Pour illustrer les dangers du conservatisme je voudrais prendre
l’exemple du thème des « 2 France » de Laurent
Fabius, qui est un terrain glissant. Laurent Fabius valide le
discours de la droite. Nicolas Sarkozy et Laurent Fabius disent la même
chose : Sarkozy oppose la France des statuts et la France des
compétences. Dire, comme le dit Fabius, que l’on devrait défendre
la France des statuts, c’est garantir l’échec dans le réalignement
politique qui est en cours.
Je voudrais développer un dernier point, sur Tony Blair. Je ne
suis pas convaincu par les aspects moralistes de sa politique, mais
les socialistes qui ont pour habitude de dire que ce qui
compte, ce sont les résultats électoraux, alors ils ne peuvent pas
«critiquer Tony Blair » sur ce point : il a été réélu
2 fois !
Jean-Pierre Mignard
Juste un mot pour dire qu’il faut faire attention au retour de
l’Etat nation, qui ouvre la porte au nationalisme, au passéisme,
au populisme. C’est pour cela que la question européenne est
centrale.
Philippe Herzog
Pour moi il ne faut pas rester sur un débat centré sur réformisme
et radicalité, mais se centrer sur diagnostic, méthode, contenu
des politiques. Il faut mettre en difficulté le gauchisme sur le
fond, il ne construit pas. A défaut toutes les questions sont déviées
vers un théâtre de posture politicienne.
Sur le fond les difficultés du Parti Socialiste sont criantes :
où est, par exemple, sa pensée économique ? Dans
l’organisation du monde qui se dessine, la Chine est l’atelier,
et les Etats-Unis ont un rôle clé dans la recherche et dans les
finances. Quelle sera la place de l’Europe dans le monde ?

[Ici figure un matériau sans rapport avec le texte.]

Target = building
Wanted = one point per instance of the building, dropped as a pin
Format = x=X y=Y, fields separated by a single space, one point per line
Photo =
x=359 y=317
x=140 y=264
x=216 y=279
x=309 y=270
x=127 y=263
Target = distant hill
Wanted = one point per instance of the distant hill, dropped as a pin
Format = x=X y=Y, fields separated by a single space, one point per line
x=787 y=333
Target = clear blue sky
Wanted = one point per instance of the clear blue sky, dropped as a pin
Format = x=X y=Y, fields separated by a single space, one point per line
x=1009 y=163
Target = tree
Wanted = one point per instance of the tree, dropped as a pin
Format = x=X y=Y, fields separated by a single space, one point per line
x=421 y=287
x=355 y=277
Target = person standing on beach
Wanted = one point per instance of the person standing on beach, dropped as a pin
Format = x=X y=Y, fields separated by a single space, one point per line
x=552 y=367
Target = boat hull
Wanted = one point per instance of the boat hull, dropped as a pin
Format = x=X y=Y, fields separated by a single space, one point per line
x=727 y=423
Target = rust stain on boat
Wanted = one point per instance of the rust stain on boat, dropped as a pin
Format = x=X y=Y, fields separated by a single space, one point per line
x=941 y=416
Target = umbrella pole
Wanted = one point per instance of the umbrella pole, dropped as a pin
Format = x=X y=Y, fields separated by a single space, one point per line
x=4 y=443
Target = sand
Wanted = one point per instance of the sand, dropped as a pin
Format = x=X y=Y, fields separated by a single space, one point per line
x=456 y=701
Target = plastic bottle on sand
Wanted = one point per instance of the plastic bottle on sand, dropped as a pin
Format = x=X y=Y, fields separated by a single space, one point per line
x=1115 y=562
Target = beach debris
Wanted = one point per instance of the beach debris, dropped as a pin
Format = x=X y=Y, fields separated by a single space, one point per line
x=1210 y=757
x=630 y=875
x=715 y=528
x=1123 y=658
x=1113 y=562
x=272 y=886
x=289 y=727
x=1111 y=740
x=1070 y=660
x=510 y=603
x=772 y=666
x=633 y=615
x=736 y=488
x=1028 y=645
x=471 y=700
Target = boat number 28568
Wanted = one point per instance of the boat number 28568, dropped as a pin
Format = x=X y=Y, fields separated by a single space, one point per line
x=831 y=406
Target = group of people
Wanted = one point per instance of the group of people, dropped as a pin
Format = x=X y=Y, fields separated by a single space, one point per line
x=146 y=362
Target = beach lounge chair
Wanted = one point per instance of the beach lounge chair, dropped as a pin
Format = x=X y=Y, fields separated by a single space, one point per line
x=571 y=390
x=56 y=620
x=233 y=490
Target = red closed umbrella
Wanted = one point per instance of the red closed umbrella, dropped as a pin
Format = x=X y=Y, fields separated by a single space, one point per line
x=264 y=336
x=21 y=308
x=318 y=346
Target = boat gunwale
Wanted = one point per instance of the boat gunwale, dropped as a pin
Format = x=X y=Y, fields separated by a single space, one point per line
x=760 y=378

Peut-elle se permettre d’évoquer la fin du travail ?
Doit-elle se consacrer toute entière aux loisirs ? L’héritage
du marxisme n’a pas fructifié. Après le vote du 29 mai, le choix
de Chirac du retour à l’Etat protecteur, qui a pourtant fait
preuve de son impuissance, appellerait des réactions. Et l’Europe
doit d’abord être créative, et non protectrice.
Il y a un non-dit, pour certains socialistes français, c’est
que la France n’a pas eu Thatcher pour obliger à faire des réformes.
Il faut notamment tirer au clair nos relations avec le marché.
L’héritage de Jaurès, de la Commune, c’est la participation à
la gestion, l’encouragement à l’autogestion. La perspective
bolchevique a étouffé ça : « tant qu’il n’y aura
pas le communisme, la gestion c’est de la collaboration de classe ».
Mais la social-démocratie régresse vers la simple redistribution.
Enfin, il nous faut avoir une vraie relation avec la société
civile. Une vision du rôle des associations, des syndicats, des
partenaires public-privé est indispensable pour gouverner. Nous
devons cesser de dire : « la gauche vous a donné …,
alors votez pour nous ». La gauche ne doit pas offrir, elle
doit donner aux citoyens les moyens d’agir par eux-mêmes.
Toutes ces questions sont importantes et on ne peut éviter de
les aborder. Un PS qui, en interne, n’affronterait pas le cœur de
la transformation, et qui, en externe, se fâcherait avec tous ses
partenaires européens, serait véritablement dans une impasse.
Jean-Louis Bianco
Pour conclure ce débat je voudrais d’abord remercier nos
intervenants et le public d’être venus. Nous n’étions pas forcément
tous d’accord avec ce qui a été dit, mais il faut susciter le débat,
et je demande aux intervenants de bien vouloir continuer avec nous,
pour élaborer une partie des idées qu’ils appellent de leurs vœux.
Notre parti doit se doter d’un projet politique clair, novateur,
et ambitieux. Nous avons un travail idéologique à faire, et en même
temps trouver un chemin concret pour y parvenir. Comme le débat
l’a montré, nous devons sortir de la fascination, du surmoi
communiste et gauchiste : si nous voulons gagner le congrès,
dans les débats nous devons nous assumer. Si on est plus à gauche
parce que l’on emploie le mot rupture et abrogation dans toutes
les phrases, alors en effet ils sont plus à gauche que nous.
Si nous avons créé Nouvelle Voix, c’est parce qu’on peut y
dire certaines choses, et notre ambition c’est qu’on puisse le
dire dans le parti et à l’extérieur.